The economics of The Phantom Menace, on the other hand, look much more like the mercantilism of the 18th century, with the Trade Federation and Naboo roughly analogous to the Dutch East India Company and, well, the Dutch East Indies. Trade in this economic regime is structured by “sole concessions,” and competition is nonexistent. If you don’t want to trade with the Trade Federation, then there’s nowhere else for you to go, and even if other competitors were to emerge, the Trade Federation’s ability to blockade the planet would put a rather serious crimp in your plans.

Of course, important vestiges of mercantilism still exist, and certainly U.S. foreign policy in Latin America for much of this century is difficult to understand without considering the Trade Federation-like role played by companies like United Fruit, IT&T, and Anaconda. But the economics of The Phantom Menace do seem somehow anachronistic. Those economics serve to define the world of the film as one in which order and stability are prized more highly than competition, and in which the disruptive effects of real free trade are rejected in favor of a more controlled environment.

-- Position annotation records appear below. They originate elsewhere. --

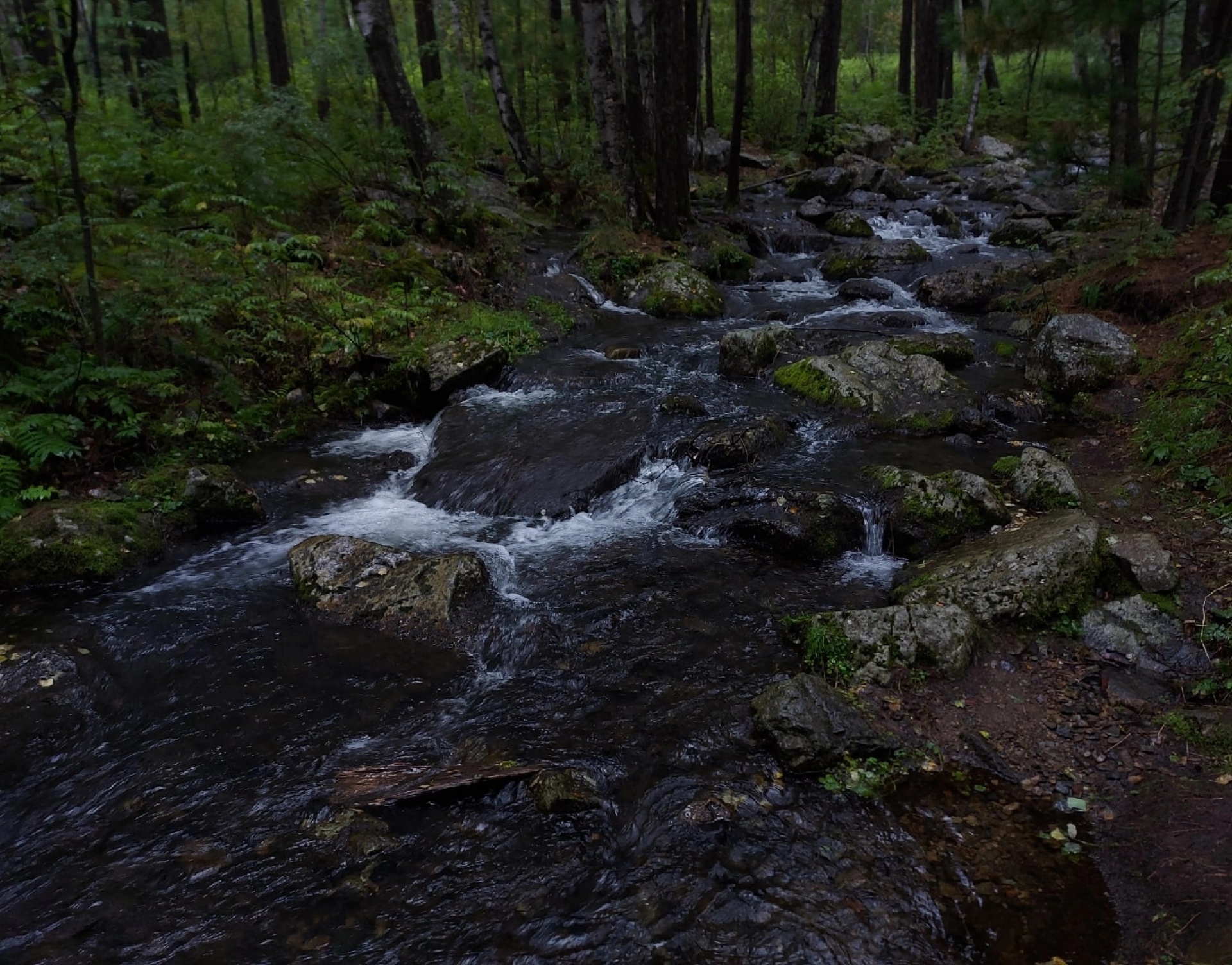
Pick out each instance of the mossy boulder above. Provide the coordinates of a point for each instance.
(848, 225)
(873, 257)
(930, 513)
(1040, 481)
(676, 290)
(912, 393)
(77, 539)
(1041, 570)
(361, 582)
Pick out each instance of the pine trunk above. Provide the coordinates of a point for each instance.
(509, 119)
(375, 20)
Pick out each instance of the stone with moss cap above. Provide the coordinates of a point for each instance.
(76, 539)
(674, 290)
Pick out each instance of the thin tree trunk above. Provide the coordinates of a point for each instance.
(509, 120)
(610, 115)
(68, 56)
(905, 49)
(831, 57)
(743, 28)
(425, 37)
(277, 44)
(809, 93)
(672, 98)
(375, 20)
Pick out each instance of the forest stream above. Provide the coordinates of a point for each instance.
(626, 636)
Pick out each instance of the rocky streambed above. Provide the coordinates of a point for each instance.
(550, 624)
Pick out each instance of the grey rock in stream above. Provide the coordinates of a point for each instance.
(1140, 634)
(1078, 353)
(1043, 482)
(870, 258)
(361, 582)
(889, 636)
(912, 393)
(1045, 567)
(812, 728)
(930, 513)
(1145, 560)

In that sense, it’s striking and not at all surprising that the evil leaders of the Trade Federation speak in Asian accents that are so over the top they might have come out of a Charlie Chan film. For the home of modern-day mercantilism–to use a not-that-accurate label–is Asia, most obviously Japan and China. And it seems oddly fitting that in the wake of the breakdown of the Asian miracle we are offered what amounts to a (completely undertheorized) critique of Asian trade practices. For some reason, I doubt that George Lucas thought all this stuff through. But that doesn’t mean it’s not in the movie.